Hadane (Çocuk Büyütme) ve Hükümleri
Hadane kelimesi, kucak mânâsına gelen hedin kökünden alınmıştır. Zira çocuğa bakan kadın onu sürekli kucağına alır. Hadane´nin ıstılahı mânâsı ise, küçük çocuğun bakımını yapıp onu beslemek, korumak, terbiye etmek ve temyiz yaşma getirmektir. Temyiz yaşından buluğ çağma kadar çocuğa bakana kefalet verilir. Çünkü temyiz yaşından sonra çocuk, bakıcısının veya annesinin kucağında olmaz.
Hadane´nin Meşruiyetinin Hikmeti
Hadane´nin meşruiyetinin hikmeti, küçük çocukların bakımı, korunması ve terbiye edilmesiyle ilgili mesuliyetleri tanzim etmektir. Zira eşler genellikle birbirinden ayrılırlar veya ihtilafa düşerler veya fakirlikleri nedeniyle çocuklarını gerektiği gibi yetiştiremezler.
Eşler ayrılıncaya veya ihtilafları ortadan kalkıncaya (veya fakirlikten kurtuluncaya) kadar küçük çocuklarla ilgilenilmezse, bu onlar için büyük bir zulüm olur. Bu durum genellikle çocukları şekavet ve helâk´a sürükler. Bu yüzden çocuklarla ilgili mesuliyetlerin sınırını çizmek, kaide ve kurallarını koymak gerekli, olmuştur.
Çocuğun Bakım ve Gözetimi İçin Anne mi Daha Uygundur, Yoksa Baba mı
Boşanan kan-kocanın, temyiz yaşına gelmeyen kız veya erkek çocuğu varsa, onun bakım ve gözetiminde anne, babaya tercih edilir.
Çocuğun Bakım ve Gözetiminde Annenin, Babaya Tercih Edilmesinin Sebepleri
Çocuğun bakım ve gözetiminde annenin babaya tercih edilmesinin sebepleri şunlardır:
A. Annenin şefkati, çocuğun bakım, gözetim ve terbiyesi hususundaki sabrı daha fazladır.
B. Anne daha mülayimdir. Çocuğun muhtaç olduğu sevgi annede daha çoktur.

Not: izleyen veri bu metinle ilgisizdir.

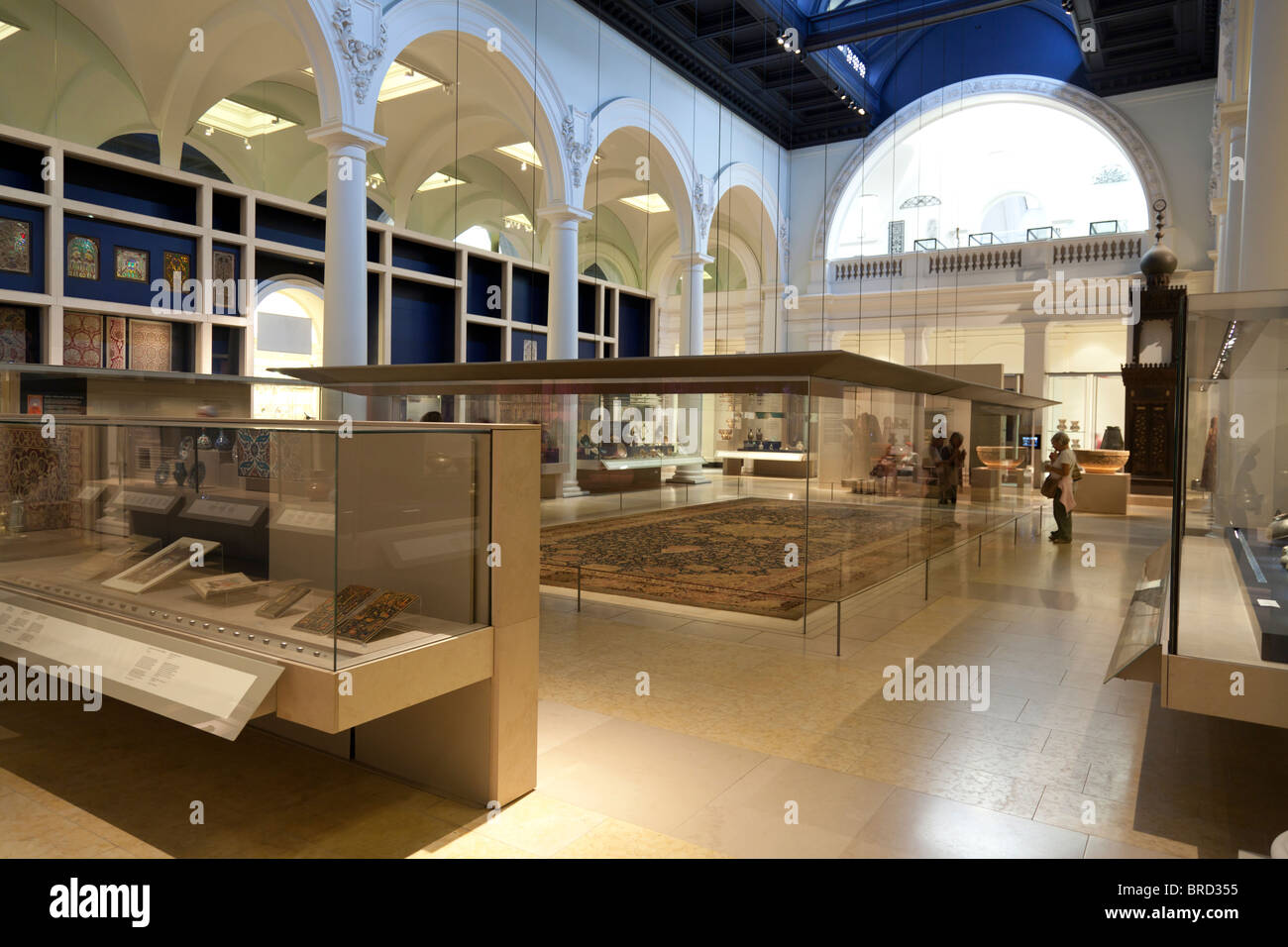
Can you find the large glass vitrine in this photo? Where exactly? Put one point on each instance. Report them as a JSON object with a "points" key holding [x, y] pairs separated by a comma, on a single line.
{"points": [[320, 544], [760, 484]]}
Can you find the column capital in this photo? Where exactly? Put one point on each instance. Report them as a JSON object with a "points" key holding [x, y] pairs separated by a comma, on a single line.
{"points": [[563, 213], [338, 134]]}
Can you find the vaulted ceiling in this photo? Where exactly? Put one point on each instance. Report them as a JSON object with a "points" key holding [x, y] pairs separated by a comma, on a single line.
{"points": [[859, 60]]}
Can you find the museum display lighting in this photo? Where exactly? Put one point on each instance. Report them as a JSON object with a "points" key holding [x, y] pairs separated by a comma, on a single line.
{"points": [[438, 180], [243, 121], [649, 204], [523, 153]]}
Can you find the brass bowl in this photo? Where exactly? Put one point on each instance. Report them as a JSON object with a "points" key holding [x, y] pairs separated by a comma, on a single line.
{"points": [[1103, 462], [996, 459]]}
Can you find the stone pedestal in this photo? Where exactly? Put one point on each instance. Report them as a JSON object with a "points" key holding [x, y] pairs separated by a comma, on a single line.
{"points": [[1103, 493]]}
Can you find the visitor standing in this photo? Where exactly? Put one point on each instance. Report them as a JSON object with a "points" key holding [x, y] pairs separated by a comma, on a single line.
{"points": [[1061, 464]]}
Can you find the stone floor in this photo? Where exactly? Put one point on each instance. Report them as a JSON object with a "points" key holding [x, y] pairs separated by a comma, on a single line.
{"points": [[750, 742]]}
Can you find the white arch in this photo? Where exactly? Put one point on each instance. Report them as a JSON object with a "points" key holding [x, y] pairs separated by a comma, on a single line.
{"points": [[629, 112], [741, 174], [411, 20], [1019, 88]]}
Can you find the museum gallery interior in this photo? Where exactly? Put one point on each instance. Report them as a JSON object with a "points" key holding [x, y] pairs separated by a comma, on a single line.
{"points": [[509, 428]]}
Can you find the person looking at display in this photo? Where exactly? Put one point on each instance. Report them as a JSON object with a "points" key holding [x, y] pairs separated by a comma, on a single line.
{"points": [[1061, 464], [953, 459]]}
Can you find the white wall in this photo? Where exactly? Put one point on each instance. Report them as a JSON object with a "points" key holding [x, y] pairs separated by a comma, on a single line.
{"points": [[1176, 121]]}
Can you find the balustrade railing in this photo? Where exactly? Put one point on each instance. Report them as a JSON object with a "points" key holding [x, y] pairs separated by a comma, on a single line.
{"points": [[1120, 253]]}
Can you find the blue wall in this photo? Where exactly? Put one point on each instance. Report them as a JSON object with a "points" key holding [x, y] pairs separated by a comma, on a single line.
{"points": [[112, 187], [35, 218], [1010, 40], [634, 326], [424, 324], [111, 236]]}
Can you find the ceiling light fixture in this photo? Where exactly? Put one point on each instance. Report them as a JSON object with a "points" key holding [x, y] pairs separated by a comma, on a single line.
{"points": [[523, 153], [649, 204], [243, 121], [516, 222], [402, 80], [438, 180]]}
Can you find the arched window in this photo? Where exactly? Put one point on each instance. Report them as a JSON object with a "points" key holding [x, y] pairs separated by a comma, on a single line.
{"points": [[476, 236], [991, 166]]}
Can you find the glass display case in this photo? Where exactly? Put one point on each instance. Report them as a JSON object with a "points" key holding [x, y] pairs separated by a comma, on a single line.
{"points": [[820, 475], [1209, 618], [1231, 577], [305, 541]]}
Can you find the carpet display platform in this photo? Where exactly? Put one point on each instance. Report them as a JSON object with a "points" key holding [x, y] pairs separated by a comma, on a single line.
{"points": [[730, 556]]}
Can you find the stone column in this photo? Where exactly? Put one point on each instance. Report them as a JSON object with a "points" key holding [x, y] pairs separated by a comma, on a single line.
{"points": [[562, 320], [915, 347], [344, 322], [692, 302], [565, 223], [690, 406], [1265, 198], [344, 326], [1232, 230], [1034, 385]]}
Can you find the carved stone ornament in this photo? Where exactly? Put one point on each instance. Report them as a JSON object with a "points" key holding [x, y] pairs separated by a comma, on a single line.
{"points": [[579, 151], [361, 56]]}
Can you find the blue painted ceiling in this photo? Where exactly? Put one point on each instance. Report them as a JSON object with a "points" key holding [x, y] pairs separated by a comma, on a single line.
{"points": [[907, 48]]}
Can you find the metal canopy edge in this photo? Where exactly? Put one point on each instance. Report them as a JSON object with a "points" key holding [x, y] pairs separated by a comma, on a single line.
{"points": [[829, 365]]}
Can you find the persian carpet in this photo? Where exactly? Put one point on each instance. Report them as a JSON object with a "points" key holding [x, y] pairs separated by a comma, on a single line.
{"points": [[732, 556]]}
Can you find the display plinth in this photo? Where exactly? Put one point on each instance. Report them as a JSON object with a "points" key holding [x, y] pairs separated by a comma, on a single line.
{"points": [[986, 483], [690, 474], [317, 578], [1103, 492]]}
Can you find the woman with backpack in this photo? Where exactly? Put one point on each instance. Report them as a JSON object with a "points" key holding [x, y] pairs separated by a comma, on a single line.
{"points": [[1061, 464]]}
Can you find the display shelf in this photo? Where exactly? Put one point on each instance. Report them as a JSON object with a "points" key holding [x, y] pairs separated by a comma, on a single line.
{"points": [[274, 236], [639, 463]]}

Çocuğun Bakım ve Gözetiminde Annenin Tercih Edilmesi Gerektiğinin Delili
Çocuğun bakım ve gözetimi hususunda annenin, babaya tercih edilmesi gerektiğinin delili, Abdullah b. Amr´ın rivayet ettiği şu hadîstir: “Bir kadln (Hz. Peygamber´e gelerek) şöyle dedi: ´Ey Allah´ın Rasûlü! Benim şu oğluma karnım kap, memelerim emzik, dizlerim koruma mahalli oldu. Onun babası beni boşadı ve çocuğu benden almak istedi´. Rasûlullah kadına ´Evlenmedikçe çocuk üzerinde senin hakkın daha fazladır´ buyurdu”.[1]
Çocuğun Bakım ve Gözetimi Hususunda Anneden Sonra Kim Tercih Edilir
Çocuğun annesi yoksa veya çocuğa bakmaktan imtina etmişse, çocuğun bakım ve gözetimi hususunda annenin annesi tercih edilir. Annenin annesi, anne tarafından olan uzak yakın tüm nineleri kapsar. Bunlardan sonra babanın annesi tercih edilir. Sonra çocuğun ana-baba-bir kızkardeşi tercih edilir. Sonra çocuğun bababir kızkardeşi, sonra ana-bir kızkardeşi tercih edilir.
Çocuğun Bakım ve Gözetiminde Kadınların Tercih Edilmesinin Hikmeti
Çocuğun bakım ve gözetiminde kadınların erkeklere tercih edilmesindeki hikmet, daha önce de belirttiğimiz gibi, kadınlarda bulunan vasıfların erkeklerde bulunmamasıdır. Zira kadınlar, çocuğun bakimi, gözetimi, terbiye edilmesi hususunda daha sabırlıdırlar ve çocuklara karşı daha şefkatlidirler.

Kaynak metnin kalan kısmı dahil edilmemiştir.